Apps turn out to have several things in common that we want to deal with generically. These functions are collected in the api modules of TF.

Two contexts

Most functions with the app argument are meant to perform their duty in two contexts:

  • when called in a Jupyter notebook they deliver output meant for a notebook output cell, using methods provided by the ipython package.
  • when called by the web app they deliver output meant for the TF browser website, generating raw HTML.

The app is the rich app specific API, and when we construct this API, we pass the information whether it is constructed for the purposes of the Jupyter notebook, or for the purposes of the web app.

We pass this information by setting the attribute _asApp on the app. If it is set, we use the app in the web app context.

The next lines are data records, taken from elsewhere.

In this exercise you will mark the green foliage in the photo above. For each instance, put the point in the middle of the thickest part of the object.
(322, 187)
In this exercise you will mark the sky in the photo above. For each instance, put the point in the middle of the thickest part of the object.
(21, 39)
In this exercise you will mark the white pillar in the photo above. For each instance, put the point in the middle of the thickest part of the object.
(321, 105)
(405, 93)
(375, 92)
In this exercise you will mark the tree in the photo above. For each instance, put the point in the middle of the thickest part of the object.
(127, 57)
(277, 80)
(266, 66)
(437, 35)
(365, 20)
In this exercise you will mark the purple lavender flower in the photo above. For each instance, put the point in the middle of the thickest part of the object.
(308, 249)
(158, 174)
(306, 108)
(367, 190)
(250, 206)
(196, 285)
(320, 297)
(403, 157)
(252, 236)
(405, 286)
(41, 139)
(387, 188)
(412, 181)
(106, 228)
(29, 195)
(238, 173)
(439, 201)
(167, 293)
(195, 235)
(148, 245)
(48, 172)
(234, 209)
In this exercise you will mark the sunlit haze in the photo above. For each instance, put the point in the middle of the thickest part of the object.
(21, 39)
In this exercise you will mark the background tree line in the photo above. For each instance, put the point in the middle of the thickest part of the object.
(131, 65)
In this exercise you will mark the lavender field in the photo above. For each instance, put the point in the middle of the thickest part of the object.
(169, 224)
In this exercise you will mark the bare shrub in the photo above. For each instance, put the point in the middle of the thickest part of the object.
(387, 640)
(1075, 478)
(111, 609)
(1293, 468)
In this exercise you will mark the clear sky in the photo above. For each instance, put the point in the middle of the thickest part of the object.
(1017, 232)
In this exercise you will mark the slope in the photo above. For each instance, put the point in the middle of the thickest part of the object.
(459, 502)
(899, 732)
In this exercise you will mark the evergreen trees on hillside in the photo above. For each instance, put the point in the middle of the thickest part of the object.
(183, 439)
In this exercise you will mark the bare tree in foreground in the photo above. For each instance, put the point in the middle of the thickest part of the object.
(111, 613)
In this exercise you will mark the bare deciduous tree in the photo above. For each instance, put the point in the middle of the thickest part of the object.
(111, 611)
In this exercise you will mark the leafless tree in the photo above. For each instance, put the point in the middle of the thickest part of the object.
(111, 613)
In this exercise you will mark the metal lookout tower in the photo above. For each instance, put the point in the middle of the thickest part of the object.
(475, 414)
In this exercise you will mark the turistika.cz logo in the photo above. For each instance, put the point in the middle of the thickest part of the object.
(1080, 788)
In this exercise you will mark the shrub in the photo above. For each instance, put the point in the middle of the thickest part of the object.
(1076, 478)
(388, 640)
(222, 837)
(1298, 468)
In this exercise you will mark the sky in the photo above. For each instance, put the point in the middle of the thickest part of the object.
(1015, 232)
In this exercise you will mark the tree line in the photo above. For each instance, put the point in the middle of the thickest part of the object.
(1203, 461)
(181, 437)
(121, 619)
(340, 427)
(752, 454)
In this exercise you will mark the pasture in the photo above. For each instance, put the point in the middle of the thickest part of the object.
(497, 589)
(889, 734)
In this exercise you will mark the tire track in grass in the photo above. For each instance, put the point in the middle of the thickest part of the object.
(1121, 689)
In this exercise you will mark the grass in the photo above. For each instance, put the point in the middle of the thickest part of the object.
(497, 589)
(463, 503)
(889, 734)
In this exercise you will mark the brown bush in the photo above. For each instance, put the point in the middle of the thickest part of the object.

Most of the code in such functions is independent of _asApp. The main difference is how to output the result: by a call to an IPython display method, or by returning raw HTML.

_asApp

The app contains several display functions. By default they suppose that there is a Jupyter notebook context in which results can be rendered with IPython.display methods. But if we operate in the context of a web-interface, we need to generate straight HTML. We flag the web-interface case as _asApp == True.